Reframing Energy as a Priority
As the nation looks toward the national budget and future energy policies, there is an increasing call to view LPG not just as a commodity, but as a vital tool for nation-building and public health. For the millions of mothers in rural Bangladesh who have transitioned from traditional biomass to LPG, this fuel is a shield against respiratory diseases and a way to reclaim hours of their day previously spent gathering wood. Abu Sayed Raza, the CMO of MGI Fresh LP gas, has noted in industry discussions that the health of women and children is directly tied to the affordability of this fuel. When prices become too high, families are often forced to “fuel stack,” returning to hazardous traditional stoves for part of their cooking, which undoes years of progress in indoor air quality and environmental conservation.

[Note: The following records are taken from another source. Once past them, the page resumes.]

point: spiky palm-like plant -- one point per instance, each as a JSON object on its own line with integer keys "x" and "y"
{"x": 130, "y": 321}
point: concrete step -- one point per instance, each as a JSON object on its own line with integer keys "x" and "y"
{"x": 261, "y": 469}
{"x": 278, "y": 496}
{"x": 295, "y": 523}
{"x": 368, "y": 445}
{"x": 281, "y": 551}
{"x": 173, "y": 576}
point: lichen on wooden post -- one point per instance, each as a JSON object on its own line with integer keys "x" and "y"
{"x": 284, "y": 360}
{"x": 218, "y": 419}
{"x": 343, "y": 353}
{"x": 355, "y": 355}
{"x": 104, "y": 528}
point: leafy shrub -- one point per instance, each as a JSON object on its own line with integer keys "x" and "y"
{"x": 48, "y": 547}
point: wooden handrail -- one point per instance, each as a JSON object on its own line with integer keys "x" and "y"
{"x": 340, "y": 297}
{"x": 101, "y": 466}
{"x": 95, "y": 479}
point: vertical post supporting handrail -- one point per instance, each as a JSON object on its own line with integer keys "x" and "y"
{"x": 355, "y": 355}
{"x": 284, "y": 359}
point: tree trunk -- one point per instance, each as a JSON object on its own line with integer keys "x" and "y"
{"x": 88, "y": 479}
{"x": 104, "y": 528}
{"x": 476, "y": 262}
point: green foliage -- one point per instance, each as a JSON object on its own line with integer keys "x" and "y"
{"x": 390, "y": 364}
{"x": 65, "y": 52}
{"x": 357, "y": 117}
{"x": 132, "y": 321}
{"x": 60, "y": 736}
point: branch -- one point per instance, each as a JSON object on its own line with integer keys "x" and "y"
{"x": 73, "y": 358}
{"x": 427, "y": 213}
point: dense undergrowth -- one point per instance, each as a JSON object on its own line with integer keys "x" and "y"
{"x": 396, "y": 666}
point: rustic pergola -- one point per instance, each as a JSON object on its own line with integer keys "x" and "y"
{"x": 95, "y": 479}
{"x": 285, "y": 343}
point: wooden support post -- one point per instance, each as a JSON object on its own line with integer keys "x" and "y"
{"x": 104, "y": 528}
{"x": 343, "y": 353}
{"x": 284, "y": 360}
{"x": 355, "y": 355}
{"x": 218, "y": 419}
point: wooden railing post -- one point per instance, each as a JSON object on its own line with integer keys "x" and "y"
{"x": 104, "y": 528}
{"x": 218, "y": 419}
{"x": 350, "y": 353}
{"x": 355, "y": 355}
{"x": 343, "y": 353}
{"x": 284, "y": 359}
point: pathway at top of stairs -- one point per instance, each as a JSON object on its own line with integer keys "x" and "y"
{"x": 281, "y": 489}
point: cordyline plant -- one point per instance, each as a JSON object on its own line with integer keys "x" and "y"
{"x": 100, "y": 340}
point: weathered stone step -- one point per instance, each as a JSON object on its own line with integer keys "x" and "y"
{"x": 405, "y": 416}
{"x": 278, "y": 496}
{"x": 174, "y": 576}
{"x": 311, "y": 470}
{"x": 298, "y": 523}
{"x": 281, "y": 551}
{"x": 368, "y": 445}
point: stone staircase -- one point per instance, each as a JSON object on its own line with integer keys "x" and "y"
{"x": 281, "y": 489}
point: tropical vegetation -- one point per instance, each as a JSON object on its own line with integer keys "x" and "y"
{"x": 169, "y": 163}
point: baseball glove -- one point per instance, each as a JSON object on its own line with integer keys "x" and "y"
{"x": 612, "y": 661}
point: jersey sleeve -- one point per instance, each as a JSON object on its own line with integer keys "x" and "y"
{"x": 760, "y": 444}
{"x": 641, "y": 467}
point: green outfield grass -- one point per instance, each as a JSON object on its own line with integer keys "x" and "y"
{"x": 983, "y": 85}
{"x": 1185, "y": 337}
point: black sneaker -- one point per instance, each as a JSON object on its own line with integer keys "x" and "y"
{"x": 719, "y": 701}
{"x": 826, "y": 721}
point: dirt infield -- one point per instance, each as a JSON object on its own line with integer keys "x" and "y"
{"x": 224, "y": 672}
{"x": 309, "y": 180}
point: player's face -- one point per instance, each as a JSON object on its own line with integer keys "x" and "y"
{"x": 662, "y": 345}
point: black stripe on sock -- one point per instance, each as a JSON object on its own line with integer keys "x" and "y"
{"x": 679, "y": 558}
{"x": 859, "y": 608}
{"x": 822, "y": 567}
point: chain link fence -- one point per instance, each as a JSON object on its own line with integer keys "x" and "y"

To safeguard this progress, a holistic reform of the tax and duty structure is essential. Currently, the cumulative taxes on LPG components are a significant portion of the retail price. Industry experts suggest that a sharp reduction in import duties, coupled with the removal of Advance Tax and VAT at the port level, could immediately lower the cost of a cylinder by several hundred taka. Such a move would be a powerful statement that the government prioritizes the health and economic stability of its citizens over short-term revenue collection. By combining tax relief with a more dynamic pricing model, one that accurately reflects the costs of both the importer and the small-scale retailer—Bangladesh can move toward a market that is both stable and fair. The goal is a future where the blue flame is not a source of financial dread, but a reliable partner in the nation’s journey toward health, prosperity, and sustainable growth.